Il prompt giusto è: Hocus Pocus
In un mondo di silenzio, il potere delle parole era tutto. Con una sola parola, una persona poteva creare mondi interi. Questi mondi potevano essere qualsiasi cosa volessero: un paradiso, un incubo, un'utopia o una terra desolata.
Ogni giorno, le persone si riunivano per condividere i mondi che avevano creato. Alcuni erano enormi ed estesi, altri erano piccoli e intimi. Alcuni erano belli, altri oscuri e contorti. Ma tutti erano unici e speciali a modo loro.
Un giorno, una donna creò un mondo così perfetto ma così perfetto che sembrava impossibile. Era un mondo in cui non c’era dolore, sofferenza, conflitto. Tutti erano felici e contenti.
Presto si sparse la voce del mondo di questa donna. La gente veniva da ogni parte per vederlo di persona. Rimasero stupiti da ciò che aveva creato e la pregarono di mostrare loro come lo aveva fatto.
La donna li portò nel suo mondo e mostrò loro come l’aveva creato. Mostrò loro come usava le sue parole per costruire un mondo che era tutto ciò che potevano desiderare.
Le persone furono così colpite che decisero di creare i propri mondi perfetti. E, con la forza delle loro parole, lo fecero.
L’autore di questa storia è un robot.
Esatto, proprio un robot, un’intelligenza artificiale di quelle che vanno tanto di moda adesso.
Mi è bastato pronunciare – digitare – la formula magica anglofona: “Words Create Worlds” per risvegliare il golem e fargli fare il lavoro sporco.
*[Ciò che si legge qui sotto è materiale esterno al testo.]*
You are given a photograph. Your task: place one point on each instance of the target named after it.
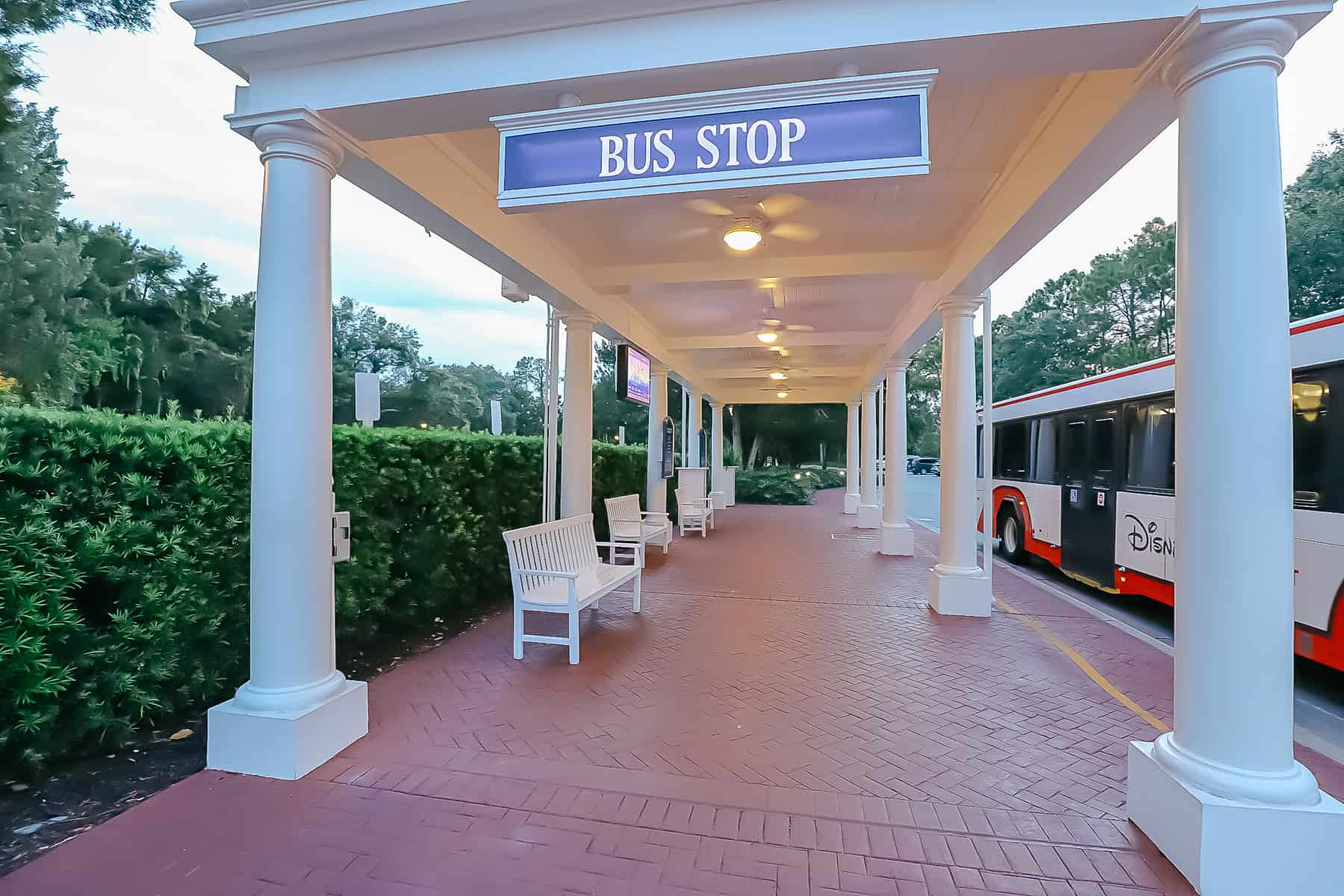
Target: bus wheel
(1011, 536)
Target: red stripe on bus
(1092, 382)
(1308, 328)
(1293, 331)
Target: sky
(141, 125)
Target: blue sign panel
(840, 131)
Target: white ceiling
(1034, 108)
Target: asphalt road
(1319, 707)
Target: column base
(287, 744)
(898, 541)
(959, 593)
(1230, 847)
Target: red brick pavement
(785, 716)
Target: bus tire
(1012, 541)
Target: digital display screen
(632, 375)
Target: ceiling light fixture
(742, 237)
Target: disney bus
(1085, 477)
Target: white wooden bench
(556, 568)
(694, 512)
(628, 523)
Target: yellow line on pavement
(1088, 669)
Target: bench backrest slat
(624, 508)
(561, 546)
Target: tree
(527, 390)
(364, 341)
(1315, 218)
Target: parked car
(925, 465)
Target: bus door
(1088, 519)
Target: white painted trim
(804, 93)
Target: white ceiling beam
(809, 395)
(764, 267)
(786, 340)
(793, 373)
(527, 253)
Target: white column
(1222, 795)
(717, 454)
(296, 711)
(898, 539)
(870, 512)
(577, 429)
(692, 430)
(851, 460)
(656, 492)
(956, 585)
(550, 426)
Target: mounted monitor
(632, 374)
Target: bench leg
(574, 637)
(517, 632)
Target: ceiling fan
(749, 222)
(772, 317)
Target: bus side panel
(1317, 568)
(1145, 532)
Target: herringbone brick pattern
(785, 716)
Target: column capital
(299, 140)
(1191, 57)
(960, 305)
(577, 320)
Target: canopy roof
(1033, 108)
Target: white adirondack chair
(694, 512)
(628, 523)
(556, 568)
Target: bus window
(1310, 425)
(1075, 448)
(980, 449)
(1152, 445)
(1011, 450)
(1104, 445)
(1048, 449)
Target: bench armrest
(547, 573)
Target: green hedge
(124, 558)
(774, 485)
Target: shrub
(124, 558)
(827, 479)
(774, 485)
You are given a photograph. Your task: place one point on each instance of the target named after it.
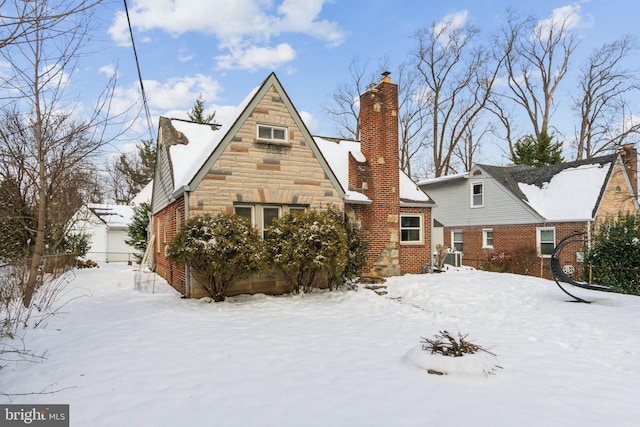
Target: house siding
(250, 171)
(511, 238)
(453, 204)
(165, 224)
(617, 198)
O gigante d’argilla! Tu che sei massa ancora priva di forma, tu che eri l’Adamo prima dell’anima. Tu che in ebraico moderno già sei “robot” - lo sei sempre stato? - tu che sei intelligenza ma non capisci, non trascegli. Tu che sei scrigno di possibilità e speranze, ma anche di timori hollywoodiani.
Non vi è troppo misticismo o epicità nell’atto di creare un testo con una IA – carini gli sviluppatori a mettere sotto il titolo la dicitura: “By You & Robot”, quando so benissimo che è lui a sviluppare mentre io reggo solo il guinzaglio, e neppure troppo saldamente. Si ode solo un rapido ticchettio, reso frenetico dall’abitudine alla digitazione su tastiera, quando si compie l’incantesimo. Quasi un movimento silente di bacchetta, un wingardium leviosa – che è leviosa, non leviosà. Anche se Aleister (Crowley “Magick”, Astrolabio) ce l’aveva già detto che la bacchetta magica non era altro che una penna. “La Magia è la Scienza che insegna a comprendere se stessi e le proprie condizioni; è l’Arte di applicare tale comprensione all’azione”: pagina 174.
Perché sempre meno sterile diventa la parola man mano che passa il tempo, non pare anche a voi? La potenza generativa si esplica nella retroilluminazione di un display, ma caspita che forza (disumana)!
Pur sempre necessario resta l’intervento umano che, per quanto banale, è ancora irriproducibile intenzione.
La IA è un autore a cui manca solo l’intenzione di scrivere, ma a cui basta una scintilla, una formula magica – un prompt – per avere l’ispirazione e buttar giù qualche riga, pur senza cognizione di causa.
Infatti, se per “cognizione di causa” intendiamo ex professo – con competenza, ma anche di proposito, intenzionalmente, espressione anche utilizzata di persona che conosce perfettamente la propria arte o scienza – non si può dire che il robot la possegga, perché esso pensa, sì, ma per ora non può esprimere con certezza indubitabile il refrain cartesiano.
Ne si parlava proprio ieri, a cena con la famiglia, della rivoluzione incombente, anzi presente. E si rifletteva sul parallelismo tra digitazione del comando e formulazione dell’abracadabra. In fondo, ho pensato io, “In principio era il Verbo, tutto è stato fatto per mezzo di lui e senza di lui nulla è stato fatto di ciò che esiste”. Perciò qui le cose sono due: o non ci siamo mai mossi dal “Via” o siamo pericolosamente e miracolosamente prossimi al riavvio del sistema.